The clandestine team, codenamed Project Raven, began work in 2016 from an offensive cyber operations unit in Abu Dhabi and used methods taught to them by the US National Security Agency (NSA) to help the Persian Gulf Arab country intercept into the iPhones of rival foreign leaders, diplomats, activists and journalists, Reuters reported on Wednesday.
According to five former operatives and program documents reviewed by Reuters, the cyber tool allowed the UAE to monitor hundreds of targets, including Qatar’s Emir Sheikh Tamim bin Hamad Al Thani, Turkey’s former Deputy Prime Minister Mehmet Simsek, Oman’s head of foreign affairs, Yusuf bin Alawi bin Abdullah and Nobel Peace Prize winner Tawakkol Karman of Yemen. It is not clear what material was taken from their devices.
The revelation comes amid a major regional crisis and an escalating cyber arms race, involving Qatar, on the one hand, and the UAE, Saudi Arabia, Bahrain and Egypt, on the other, Presstv reported.
In June 2017, Saudi Arabia, Egypt, Bahrain, and the UAE imposed a land, naval and air blockade on import-dependent Qatar, accusing Doha of supporting terrorism, an allegation strongly denied by Doha.
The crisis was set in motion by the hacking of Qatar’s state-run news agency (QNA) and government social media accounts on May 24, 2017.
According to a New York Times report published last year, in 2014, the UAE had asked an Israeli spyware company to hack into the phones of Qatari emir as well as Saudi Prince Mutaib bin Abdullah and other political and regional rivals.
The Washington embassies of Qatar, Oman and Turkey have yet to make any comment about the targeting of political figures in their countries.
Simsek, who stepped down from his position in July, described the cyber attack on his phone as “appalling and very disturbing.”

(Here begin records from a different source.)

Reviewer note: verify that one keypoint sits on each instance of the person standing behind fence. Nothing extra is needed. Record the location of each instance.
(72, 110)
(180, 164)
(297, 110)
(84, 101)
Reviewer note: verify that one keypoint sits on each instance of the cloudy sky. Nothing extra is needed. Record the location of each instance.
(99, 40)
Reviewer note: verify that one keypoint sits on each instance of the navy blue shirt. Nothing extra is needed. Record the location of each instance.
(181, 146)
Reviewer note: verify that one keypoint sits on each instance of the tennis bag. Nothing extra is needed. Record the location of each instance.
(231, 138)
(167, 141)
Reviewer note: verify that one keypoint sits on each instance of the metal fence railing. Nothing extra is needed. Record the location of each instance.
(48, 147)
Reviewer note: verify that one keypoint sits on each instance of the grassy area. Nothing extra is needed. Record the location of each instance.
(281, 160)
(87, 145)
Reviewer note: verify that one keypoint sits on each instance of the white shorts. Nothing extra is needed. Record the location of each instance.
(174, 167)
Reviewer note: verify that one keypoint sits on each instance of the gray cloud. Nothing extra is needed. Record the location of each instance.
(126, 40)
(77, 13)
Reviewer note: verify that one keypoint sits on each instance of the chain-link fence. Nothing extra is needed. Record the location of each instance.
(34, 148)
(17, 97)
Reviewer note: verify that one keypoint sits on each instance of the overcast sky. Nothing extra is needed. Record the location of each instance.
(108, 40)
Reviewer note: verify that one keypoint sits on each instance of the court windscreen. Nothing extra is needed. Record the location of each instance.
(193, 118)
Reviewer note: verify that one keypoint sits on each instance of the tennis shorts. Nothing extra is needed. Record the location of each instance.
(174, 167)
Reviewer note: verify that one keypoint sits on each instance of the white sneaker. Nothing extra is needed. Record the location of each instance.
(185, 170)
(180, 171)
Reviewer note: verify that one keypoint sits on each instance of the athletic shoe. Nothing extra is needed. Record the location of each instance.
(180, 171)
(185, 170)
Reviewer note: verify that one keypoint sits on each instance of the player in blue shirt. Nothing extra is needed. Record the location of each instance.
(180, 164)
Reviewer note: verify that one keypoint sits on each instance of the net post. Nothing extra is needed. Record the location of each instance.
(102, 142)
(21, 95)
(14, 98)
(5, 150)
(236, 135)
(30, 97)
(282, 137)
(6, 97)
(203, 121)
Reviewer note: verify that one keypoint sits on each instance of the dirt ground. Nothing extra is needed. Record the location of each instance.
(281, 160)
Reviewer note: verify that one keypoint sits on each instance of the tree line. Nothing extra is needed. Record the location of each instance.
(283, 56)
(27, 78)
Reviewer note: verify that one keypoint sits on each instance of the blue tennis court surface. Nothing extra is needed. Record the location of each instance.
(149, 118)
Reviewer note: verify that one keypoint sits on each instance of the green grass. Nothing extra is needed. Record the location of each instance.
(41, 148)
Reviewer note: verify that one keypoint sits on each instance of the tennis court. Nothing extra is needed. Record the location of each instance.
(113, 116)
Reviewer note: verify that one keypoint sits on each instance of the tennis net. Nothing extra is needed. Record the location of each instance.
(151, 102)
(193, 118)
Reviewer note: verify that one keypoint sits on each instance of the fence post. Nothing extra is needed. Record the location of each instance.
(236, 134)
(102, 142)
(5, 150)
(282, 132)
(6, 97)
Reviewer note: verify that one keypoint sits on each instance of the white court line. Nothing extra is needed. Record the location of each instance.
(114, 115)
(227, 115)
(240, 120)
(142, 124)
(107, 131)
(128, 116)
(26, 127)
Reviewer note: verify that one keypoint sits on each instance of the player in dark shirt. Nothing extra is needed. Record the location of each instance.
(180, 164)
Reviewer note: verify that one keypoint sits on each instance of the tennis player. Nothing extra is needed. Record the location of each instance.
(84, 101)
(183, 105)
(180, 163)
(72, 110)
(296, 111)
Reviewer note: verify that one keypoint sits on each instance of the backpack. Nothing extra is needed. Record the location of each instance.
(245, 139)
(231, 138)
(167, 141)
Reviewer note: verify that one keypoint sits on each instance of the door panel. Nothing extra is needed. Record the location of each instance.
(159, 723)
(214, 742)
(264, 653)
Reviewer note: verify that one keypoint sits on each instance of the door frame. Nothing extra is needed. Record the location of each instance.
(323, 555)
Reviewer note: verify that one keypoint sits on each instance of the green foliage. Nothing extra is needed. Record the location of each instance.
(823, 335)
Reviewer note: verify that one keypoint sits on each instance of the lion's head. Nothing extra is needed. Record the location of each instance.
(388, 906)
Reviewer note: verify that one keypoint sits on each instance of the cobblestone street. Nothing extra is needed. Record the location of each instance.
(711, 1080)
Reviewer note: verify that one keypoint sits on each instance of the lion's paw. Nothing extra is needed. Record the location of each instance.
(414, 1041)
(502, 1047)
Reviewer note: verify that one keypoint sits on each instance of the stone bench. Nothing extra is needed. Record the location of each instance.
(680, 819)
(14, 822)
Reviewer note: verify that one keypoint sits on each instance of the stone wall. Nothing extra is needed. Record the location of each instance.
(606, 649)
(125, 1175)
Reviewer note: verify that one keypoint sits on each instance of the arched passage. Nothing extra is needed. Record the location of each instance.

Karman, a human rights activist known as the Iron Woman of Yemen, said she believed she was targeted because of her leadership in Yemen’s anti-government protests in 2011.
The human rights activist said for years she had received repeated warnings from social media accounts that she had been hacked.
The former Raven insiders described Karma as a tool that could remotely grant access to iPhones simply by uploading phone numbers or email accounts into an automated targeting system.
They said Karma granted them access to compromising - and at times sexually explicit photos of targets. Reuters found no evidence that Abu Dhabi leaked damaging materials discovered through the spyware.
The existence of Karma and the hacking unit have not been previously reported.
According to documents reviewed by Reuters, Raven was largely staffed by US intelligence community veterans, who were paid through an Emirati cyber security firm named DarkMatter.
The Emirati firm did not respond to numerous emails and phone calls requesting comment. The NSA declined to make any comment on Project Raven.
The creator of the spy tool was not clear, but the operatives said the UAE government purchased Karma from a vendor outside the country.
Karma was used to obtain photos, emails, text messages and location information from targets’ iPhones in 2016 and 2017. The spyware also helped the hackers harvest saved passwords, which could be used for other intrusions.
It is not clear whether the Karma hack remains in use. The former Raven insiders said that by the end of 2017, security updates to Apple Inc’s iPhone software had made Karma far less effective.
Lori Stroud, a former Raven operative who also previously worked at the NSA, described the excitement when Karma was introduced in 2016 . “It was like, ‘We have this great new exploit that we just bought. Get us a huge list of targets that have iPhones now,’” she said. “It was like Christmas.”